My code is as follows:
import tensorflow as tf
from transformers import RobertaConfig, TFRobertaMainLayer
# 1. Create a class to be able to use fit()
class Transformer(tf.keras.Model):
def __init__(self):
super(Transformer, self).__init__()
config = RobertaConfig(
vocab_size=100,
hidden_size=128,
intermediate_size=128,
max_position_embeddings=514,
num_attention_heads=8,
num_hidden_layers=6,
type_vocab_size=1,
)
self.encoder = TFRobertaMainLayer(config)

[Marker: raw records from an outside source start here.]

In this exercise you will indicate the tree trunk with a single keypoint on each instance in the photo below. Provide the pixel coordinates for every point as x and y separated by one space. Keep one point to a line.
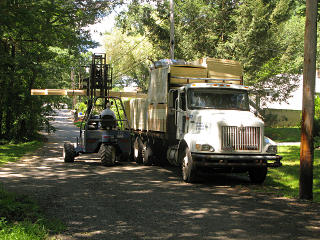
309 74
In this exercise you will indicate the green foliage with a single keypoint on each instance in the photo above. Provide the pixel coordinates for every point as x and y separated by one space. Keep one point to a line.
40 45
316 124
284 181
283 134
265 36
21 218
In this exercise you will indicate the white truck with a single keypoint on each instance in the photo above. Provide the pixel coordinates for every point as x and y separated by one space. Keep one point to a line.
197 116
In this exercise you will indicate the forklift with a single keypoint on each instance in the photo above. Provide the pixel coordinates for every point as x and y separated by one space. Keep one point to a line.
105 127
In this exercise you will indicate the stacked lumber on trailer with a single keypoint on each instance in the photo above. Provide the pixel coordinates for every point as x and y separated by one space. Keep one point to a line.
207 70
78 92
223 69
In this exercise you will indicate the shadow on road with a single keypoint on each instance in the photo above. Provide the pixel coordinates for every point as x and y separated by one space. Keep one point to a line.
130 201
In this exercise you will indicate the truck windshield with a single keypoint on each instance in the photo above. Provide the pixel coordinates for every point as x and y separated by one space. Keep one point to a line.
230 99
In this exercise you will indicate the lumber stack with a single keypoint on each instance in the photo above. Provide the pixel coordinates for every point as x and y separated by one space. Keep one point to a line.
79 92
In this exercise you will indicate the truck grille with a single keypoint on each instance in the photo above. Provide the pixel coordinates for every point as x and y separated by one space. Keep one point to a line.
240 138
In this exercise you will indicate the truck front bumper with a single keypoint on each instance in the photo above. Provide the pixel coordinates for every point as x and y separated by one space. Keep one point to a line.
233 160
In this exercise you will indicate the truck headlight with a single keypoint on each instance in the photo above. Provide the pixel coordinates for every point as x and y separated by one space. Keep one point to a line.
204 147
272 149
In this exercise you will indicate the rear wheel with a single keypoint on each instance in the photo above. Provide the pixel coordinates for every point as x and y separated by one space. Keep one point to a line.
107 155
258 175
188 166
147 154
69 153
137 150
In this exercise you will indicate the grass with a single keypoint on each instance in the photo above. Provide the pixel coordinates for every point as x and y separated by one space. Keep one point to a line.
284 181
283 134
21 218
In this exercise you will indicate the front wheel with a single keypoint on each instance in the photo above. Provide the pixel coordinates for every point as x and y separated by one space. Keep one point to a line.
147 155
107 155
188 166
69 153
258 175
138 150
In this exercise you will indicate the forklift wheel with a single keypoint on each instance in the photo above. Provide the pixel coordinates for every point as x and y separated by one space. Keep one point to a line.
108 155
68 153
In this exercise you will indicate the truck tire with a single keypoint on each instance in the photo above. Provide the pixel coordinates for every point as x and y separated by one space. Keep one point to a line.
68 153
107 155
188 166
137 150
258 175
147 155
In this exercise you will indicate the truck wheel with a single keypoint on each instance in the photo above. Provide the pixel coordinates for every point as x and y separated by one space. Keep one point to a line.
147 155
68 153
107 155
137 150
258 175
188 166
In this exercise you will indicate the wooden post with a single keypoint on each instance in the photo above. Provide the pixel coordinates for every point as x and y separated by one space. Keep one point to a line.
309 74
172 29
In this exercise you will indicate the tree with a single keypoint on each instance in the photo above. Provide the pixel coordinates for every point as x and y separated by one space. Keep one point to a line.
30 32
130 56
309 74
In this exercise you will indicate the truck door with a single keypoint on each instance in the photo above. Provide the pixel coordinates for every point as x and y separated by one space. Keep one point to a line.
181 114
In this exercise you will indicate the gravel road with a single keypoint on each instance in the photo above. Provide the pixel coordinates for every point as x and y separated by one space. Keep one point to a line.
130 201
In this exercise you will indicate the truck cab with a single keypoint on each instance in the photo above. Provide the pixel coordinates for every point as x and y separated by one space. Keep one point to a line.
215 128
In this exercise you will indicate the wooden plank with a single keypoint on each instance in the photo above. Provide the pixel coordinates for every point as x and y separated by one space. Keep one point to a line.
78 92
223 68
188 71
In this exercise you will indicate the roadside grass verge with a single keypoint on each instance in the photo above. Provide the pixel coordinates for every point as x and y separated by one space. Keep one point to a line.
13 152
21 218
283 134
284 181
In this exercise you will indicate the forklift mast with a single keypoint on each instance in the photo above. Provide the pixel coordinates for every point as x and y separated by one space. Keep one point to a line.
100 77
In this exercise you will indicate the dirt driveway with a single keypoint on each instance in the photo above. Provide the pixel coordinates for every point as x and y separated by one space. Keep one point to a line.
130 201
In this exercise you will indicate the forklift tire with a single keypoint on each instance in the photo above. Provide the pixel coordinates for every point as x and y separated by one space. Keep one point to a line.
137 150
147 155
258 175
188 167
107 155
68 153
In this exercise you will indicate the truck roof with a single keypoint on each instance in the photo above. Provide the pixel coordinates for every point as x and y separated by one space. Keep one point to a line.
217 85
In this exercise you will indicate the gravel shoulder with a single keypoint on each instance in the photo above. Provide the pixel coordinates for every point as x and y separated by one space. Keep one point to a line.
130 201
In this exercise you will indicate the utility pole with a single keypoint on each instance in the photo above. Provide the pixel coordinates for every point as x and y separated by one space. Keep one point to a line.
172 29
309 74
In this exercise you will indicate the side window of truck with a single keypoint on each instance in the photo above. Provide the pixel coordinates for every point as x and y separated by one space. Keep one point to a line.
182 103
172 98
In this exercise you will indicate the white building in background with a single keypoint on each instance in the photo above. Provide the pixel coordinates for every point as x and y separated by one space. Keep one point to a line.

def call(self, inp, training=False):
return self.encoder(inp)[0]
model = Transformer()
# 2. Calculating loss manually for dummy input
loss_fn = tf.keras.losses.SparseCategoricalCrossentropy(from_logits=True)
x = tf.constant([[1, 0]])
y_true = tf.constant([[1, 0]])
y_pred = model((x, x))
loss = loss_fn(y_true, y_pred)
print(loss) # printing 4.8093767
# 3. Run fit()
model.compile(loss=loss_fn)
model.fit((x, x), y_true) # printing 4.7854
The losses are different:
tf.Tensor(4.8093767, shape=(), dtype=float32) 1/1
[==============================] - 0s 0s/step - loss: 4.7854